This page contains notes on the initial PDF accessibility implementation in Apache FOP.
PDF accessibility / Tagged PDF links
Testing PDF accessibility (Tagged PDF's)
- Acrobat Professional - Accessibility Check creates a report indicating any deficiencies with a PDF document.
Screen Readers can read tagged PDF's, see Wikipedia
Common requirement for tagged PDF's and PDF Accessibility
(R1) The documents logical structure has to be included into the PDF file (see PDF Reference 1.4 section 9.7).
Additional requirements for accessible PDF's
Screen readers require additional information in tagged PDF files in order to read documents aloud. To enable proper vocalization PDF supports the following features:
(R2) Providing textual descriptions for images (see PDF Reference 1.4 section 9.8.2, "Alternate Descriptions")
(R3) Specifying the natural language used for text in a PDF document - for example, as English or German (see PDF Reference 1.4 section 9.8.1, "Natural Language Specification").

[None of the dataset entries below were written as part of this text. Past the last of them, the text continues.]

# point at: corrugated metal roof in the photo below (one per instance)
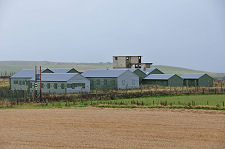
(159, 76)
(26, 73)
(56, 77)
(101, 73)
(192, 76)
(130, 69)
(60, 70)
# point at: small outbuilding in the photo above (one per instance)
(21, 80)
(163, 80)
(103, 79)
(138, 72)
(149, 71)
(197, 80)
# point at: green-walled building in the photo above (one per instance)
(172, 80)
(105, 79)
(149, 71)
(197, 80)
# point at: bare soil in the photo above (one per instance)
(111, 128)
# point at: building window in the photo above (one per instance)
(139, 59)
(98, 82)
(113, 82)
(68, 85)
(62, 86)
(105, 82)
(29, 85)
(48, 85)
(133, 82)
(55, 86)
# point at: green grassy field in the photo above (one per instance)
(215, 102)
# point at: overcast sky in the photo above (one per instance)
(185, 33)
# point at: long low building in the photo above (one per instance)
(163, 80)
(103, 79)
(197, 80)
(21, 80)
(61, 83)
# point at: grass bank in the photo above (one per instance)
(207, 102)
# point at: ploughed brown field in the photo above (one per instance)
(111, 128)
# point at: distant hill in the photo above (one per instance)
(14, 66)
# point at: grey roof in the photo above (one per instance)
(148, 70)
(60, 70)
(56, 77)
(192, 76)
(103, 73)
(159, 76)
(26, 73)
(130, 69)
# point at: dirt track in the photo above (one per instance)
(111, 128)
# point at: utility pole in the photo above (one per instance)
(40, 86)
(35, 83)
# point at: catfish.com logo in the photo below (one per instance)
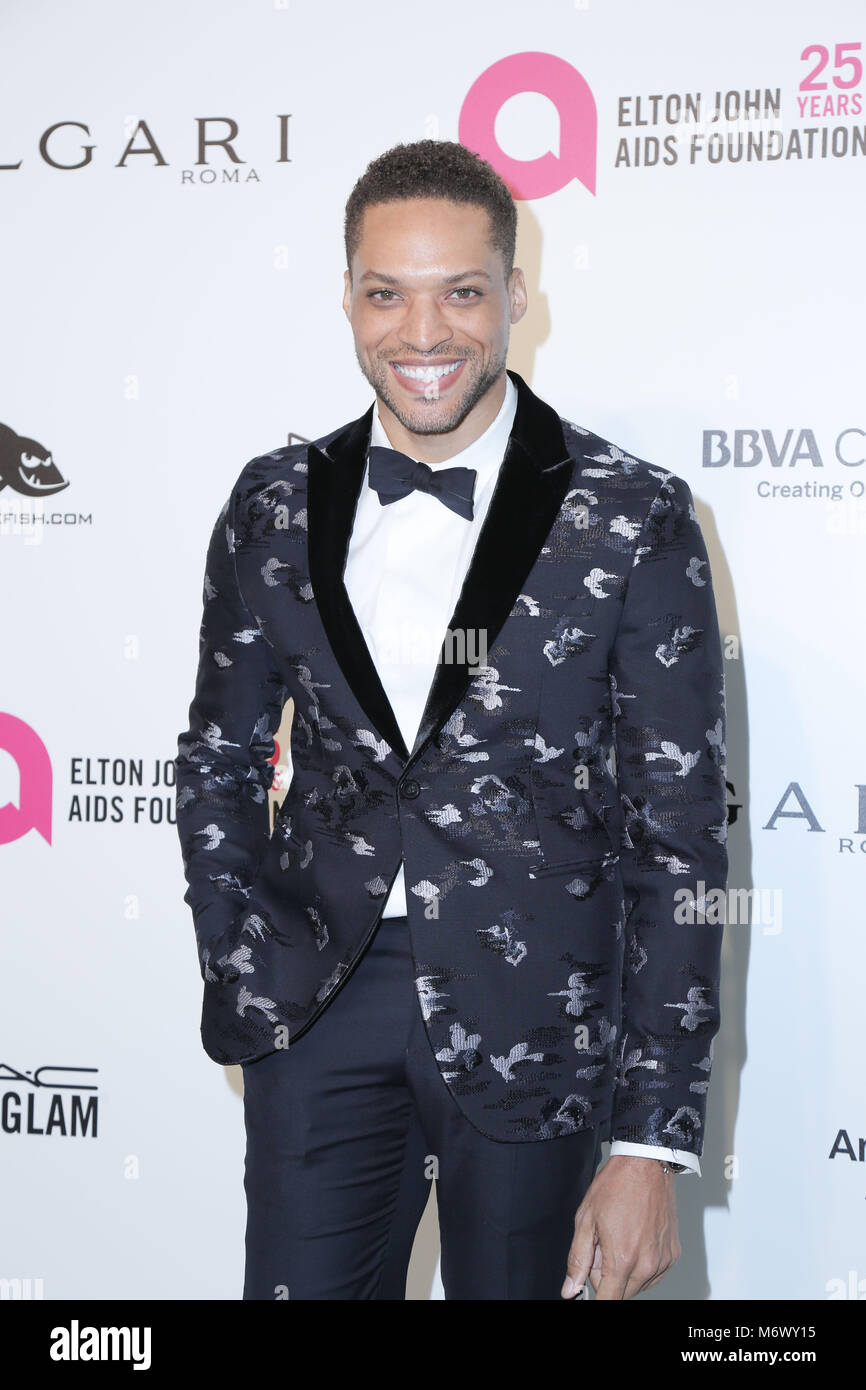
(572, 96)
(28, 467)
(27, 767)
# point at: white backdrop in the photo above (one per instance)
(166, 320)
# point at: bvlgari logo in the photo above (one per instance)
(28, 467)
(70, 145)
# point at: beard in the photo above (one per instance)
(426, 416)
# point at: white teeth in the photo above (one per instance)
(427, 373)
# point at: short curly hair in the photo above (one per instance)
(434, 168)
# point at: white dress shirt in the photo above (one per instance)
(405, 569)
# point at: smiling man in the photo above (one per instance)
(459, 955)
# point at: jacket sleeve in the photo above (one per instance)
(224, 765)
(667, 695)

An accessible PDF document should include the document's default language which applies to all text in a PDF document. The language can be set on descendant elements by overriding the document's language, but FOP does not currently carry over that information to the PDF output.

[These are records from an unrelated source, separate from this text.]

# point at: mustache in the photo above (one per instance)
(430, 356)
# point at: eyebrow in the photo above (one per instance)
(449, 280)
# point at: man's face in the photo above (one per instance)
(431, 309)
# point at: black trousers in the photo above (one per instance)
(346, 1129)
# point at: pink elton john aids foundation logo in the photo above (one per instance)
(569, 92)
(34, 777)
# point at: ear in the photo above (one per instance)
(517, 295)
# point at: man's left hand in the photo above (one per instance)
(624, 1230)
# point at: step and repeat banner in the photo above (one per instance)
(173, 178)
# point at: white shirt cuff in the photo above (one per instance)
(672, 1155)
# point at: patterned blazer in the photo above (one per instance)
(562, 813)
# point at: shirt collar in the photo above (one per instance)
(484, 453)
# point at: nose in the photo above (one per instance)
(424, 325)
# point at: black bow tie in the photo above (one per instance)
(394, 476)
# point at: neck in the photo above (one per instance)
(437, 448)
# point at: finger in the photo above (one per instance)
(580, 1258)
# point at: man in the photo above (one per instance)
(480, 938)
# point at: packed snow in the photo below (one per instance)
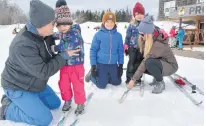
(171, 108)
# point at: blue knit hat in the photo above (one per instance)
(146, 26)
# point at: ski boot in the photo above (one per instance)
(158, 87)
(80, 109)
(67, 105)
(88, 76)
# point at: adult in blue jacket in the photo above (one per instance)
(107, 54)
(28, 98)
(180, 36)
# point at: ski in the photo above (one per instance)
(89, 97)
(124, 95)
(188, 95)
(194, 87)
(64, 117)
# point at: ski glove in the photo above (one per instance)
(94, 71)
(120, 70)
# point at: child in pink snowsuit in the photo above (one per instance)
(72, 74)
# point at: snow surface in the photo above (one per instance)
(171, 108)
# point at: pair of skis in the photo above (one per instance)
(141, 93)
(194, 88)
(77, 117)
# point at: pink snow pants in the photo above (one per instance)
(72, 83)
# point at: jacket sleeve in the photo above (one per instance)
(128, 35)
(56, 35)
(121, 51)
(30, 60)
(93, 50)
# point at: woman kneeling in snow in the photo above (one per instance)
(106, 54)
(158, 59)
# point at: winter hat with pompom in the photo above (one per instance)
(138, 8)
(109, 16)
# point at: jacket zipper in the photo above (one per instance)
(110, 56)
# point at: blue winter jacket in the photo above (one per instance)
(107, 47)
(71, 40)
(132, 35)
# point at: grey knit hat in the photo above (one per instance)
(40, 14)
(146, 26)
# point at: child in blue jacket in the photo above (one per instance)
(107, 54)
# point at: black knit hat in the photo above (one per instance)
(60, 3)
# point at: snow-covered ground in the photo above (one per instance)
(171, 108)
(200, 49)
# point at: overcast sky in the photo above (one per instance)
(151, 6)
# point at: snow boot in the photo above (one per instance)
(67, 105)
(153, 82)
(88, 76)
(159, 87)
(80, 109)
(5, 101)
(137, 83)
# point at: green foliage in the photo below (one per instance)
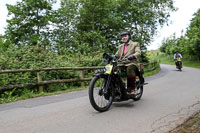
(188, 44)
(29, 23)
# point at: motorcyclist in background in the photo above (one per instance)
(176, 56)
(131, 51)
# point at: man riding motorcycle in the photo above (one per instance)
(176, 56)
(131, 51)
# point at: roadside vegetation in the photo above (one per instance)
(192, 125)
(75, 34)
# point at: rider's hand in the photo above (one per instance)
(131, 57)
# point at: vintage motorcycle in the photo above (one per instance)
(110, 85)
(178, 64)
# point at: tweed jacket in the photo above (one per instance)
(133, 49)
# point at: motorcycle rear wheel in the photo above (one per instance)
(99, 99)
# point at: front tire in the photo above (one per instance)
(99, 99)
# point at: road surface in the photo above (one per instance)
(168, 100)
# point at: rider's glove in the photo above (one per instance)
(131, 57)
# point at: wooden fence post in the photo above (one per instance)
(82, 76)
(39, 80)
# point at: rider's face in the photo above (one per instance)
(125, 38)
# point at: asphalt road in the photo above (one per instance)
(169, 99)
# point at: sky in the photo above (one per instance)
(178, 21)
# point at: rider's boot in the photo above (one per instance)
(131, 83)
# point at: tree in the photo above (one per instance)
(98, 23)
(193, 35)
(30, 22)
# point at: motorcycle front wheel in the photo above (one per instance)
(139, 92)
(100, 98)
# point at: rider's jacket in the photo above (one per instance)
(177, 55)
(132, 49)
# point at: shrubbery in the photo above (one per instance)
(32, 57)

The initial implementation is for PDF output only, as this is the only currently implemented format that supports accessibility.

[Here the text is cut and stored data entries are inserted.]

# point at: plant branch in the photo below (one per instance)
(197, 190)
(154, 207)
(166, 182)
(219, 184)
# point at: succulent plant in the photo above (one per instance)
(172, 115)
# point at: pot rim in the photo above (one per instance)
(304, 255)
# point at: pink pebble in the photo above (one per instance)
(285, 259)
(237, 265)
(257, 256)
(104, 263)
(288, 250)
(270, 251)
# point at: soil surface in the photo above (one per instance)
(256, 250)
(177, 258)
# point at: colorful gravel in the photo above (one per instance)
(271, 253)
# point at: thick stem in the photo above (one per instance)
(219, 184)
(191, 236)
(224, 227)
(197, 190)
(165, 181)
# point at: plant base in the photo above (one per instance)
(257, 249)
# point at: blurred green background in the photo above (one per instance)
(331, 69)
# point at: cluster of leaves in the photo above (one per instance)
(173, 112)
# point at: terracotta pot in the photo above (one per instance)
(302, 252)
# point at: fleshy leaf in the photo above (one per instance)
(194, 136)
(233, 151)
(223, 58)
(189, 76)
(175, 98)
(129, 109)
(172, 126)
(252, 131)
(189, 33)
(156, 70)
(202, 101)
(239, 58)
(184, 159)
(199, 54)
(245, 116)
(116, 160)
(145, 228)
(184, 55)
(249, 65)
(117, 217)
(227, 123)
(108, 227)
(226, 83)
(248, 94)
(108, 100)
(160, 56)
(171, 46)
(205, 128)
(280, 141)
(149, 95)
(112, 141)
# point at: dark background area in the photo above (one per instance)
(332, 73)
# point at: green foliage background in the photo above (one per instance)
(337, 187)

The challenge is to find the FO element that corresponds to a piece of text or an image to be rendered. This is required to build the structure tree.
The current implementation uses 2 XSLT transforms as a preprocess in Fop.getDefaultHandler. The first addPtr.xsl adds a pointer attribute with a unique value to each FO that appears in the structure tree. The second transform reduceFOTree.xsl removes all elements, attributes and text from the input FO, that are not required in the structure tree. The result from this second transform can be seen in the intermediate XML, where it is split per page-sequence. See the element structure-tree below for the IF (structureTree for Area Tree XML):
<?xml version="1.0" encoding="UTF-8"?> <document xmlns="http://xmlgraphics.apache.org/fop/intermediate" xmlns:xlink="http://www.w3.org/1999/xlink" xmlns:nav="http://xmlgraphics.apache.org/fop/intermediate/document-navigation"> <header> <x:xmpmeta xmlns:x="adobe:ns:meta/"> <rdf:RDF xmlns:rdf="http://www.w3.org/1999/02/22-rdf-syntax-ns#"> <rdf:Description xmlns:xmp="http://ns.adobe.com/xap/1.0/" rdf:about="> <xmp:CreateDate>2009-01-20T22:27:23-08:00</xmp:CreateDate> <xmp:CreatorTool>Apache FOP Version SVN branches/Temp_AreaTreeNewDesign</xmp:CreatorTool> <xmp:MetadataDate>2009-01-20T22:27:23-08:00</xmp:MetadataDate> </rdf:Description> </rdf:RDF> </x:xmpmeta> </header> <page-sequence> <structure-tree> <fo:flow xmlns:fo="http://www.w3.org/1999/XSL/Format"> <fo:block xmlns:foi="http://xmlgraphics.apache.org/fop/internal" foi:ptr="N10014"/> </fo:flow> </structure-tree> <page index="0" name="1" page-master-name="1" width="594720" height="792000"> <page-header/> <content> <viewport width="594720" height="792000"> <font family="sans-serif" style="normal" weight="400" variant="normal" size="12000" color="#000000"/> <text x="0" y="10266" ptr="N10014">hello</text> </viewport> </content> <page-trailer/> </page> </page-sequence> <trailer/> </document>
The pointer information is passed to the PDF text or image drawing methods. It is used to associate the PDF stream that will be produced out of the text or image to its parent structure element. The intermediate XML formats carry over that information (see elements text and image above).
(R3) Decide how the language should be defined. Other implementations specify the @xml:lang on fo:root level. The same attribute is set for descendant's to override the default language. There is also the common FO property country and language to consider.
[JM] XSL defines xml:lang as a shorthand for country/language/script. So both are equivalent from a user's perspective. It should be verified that xml:lang is properly mapped to the other three properties. Internally, the code should work off the basic XSL properties, not the shorthand.
- Implement PDF/A-1a support when PDF Accessibility is available (JM).
(R1) Implement support for the "role" property which would allow to keep fo:blocks containing titles apart from fo:blocks containing normal text. May involve adding support for the "RoleMap" dictionary entry of PDF's "StructTreeRoot".